Finished, she staggered to her bed, arms and face dripping wet. Getting down onto the mattress in one smooth motion was out, the left leg refusing to bend all the way, so she just toppled over, rolling to avoid crushing her wound. She lay for a bit, looking up at the ceiling. This was her entire life. Everything she owned was in this little room. Piles of cheap clothing, a few books that she’d stolen but never read and a CD player, headphones laying on top.
The carrier bag was just within reach, and she emptied the contents onto the floor next to her mat. Some loose notes and coins, a bag of pellets and the gun. She lifted it, holding it over her head, turning the barrel, tracing the coiled dragon with a finger. She laid it alongside her forearm, mirroring her tattoo, the snake and the dragon. A faint smile crossed her lips, and resting the gun on her chest, she picked up her phone, but the battery had given out at some point on the journey back, so she tossed it across the room.
Empty promises hissed loudly in her ears, strangers clamouring for attention, deceitful declarations of love and loyalty.

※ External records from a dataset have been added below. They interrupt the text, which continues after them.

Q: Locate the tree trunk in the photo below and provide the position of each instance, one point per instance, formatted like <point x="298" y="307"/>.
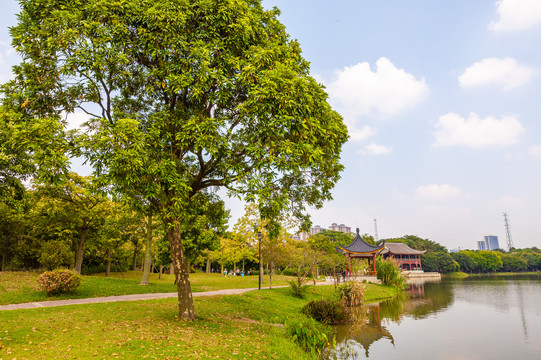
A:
<point x="271" y="273"/>
<point x="135" y="257"/>
<point x="145" y="279"/>
<point x="108" y="268"/>
<point x="261" y="272"/>
<point x="80" y="249"/>
<point x="182" y="276"/>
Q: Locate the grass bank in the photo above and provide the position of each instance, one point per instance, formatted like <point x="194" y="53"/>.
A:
<point x="462" y="275"/>
<point x="244" y="326"/>
<point x="21" y="287"/>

Voices demanding that she open her eyes and let the light in.
Her hand groped the floor, the dying light breaking through her window, blinding her, burning her shadow into the wall. She had to find it, to silence them all. A tinkle as a finger brushed the glass and then it was in her hand, her salvation, her retreat.
She held it in one hand while struggling to put on the headphones, forgetting to hit play before snapping the lid off and pouring the contents down her throat. She savoured the chemical sting on her tongue and the burn as it went down. and then collapsed as the phreno absorbed her concentration.
The voices retreated, drowned out by the sensation of air drifting across her slowly drying skin. The signal turning to static.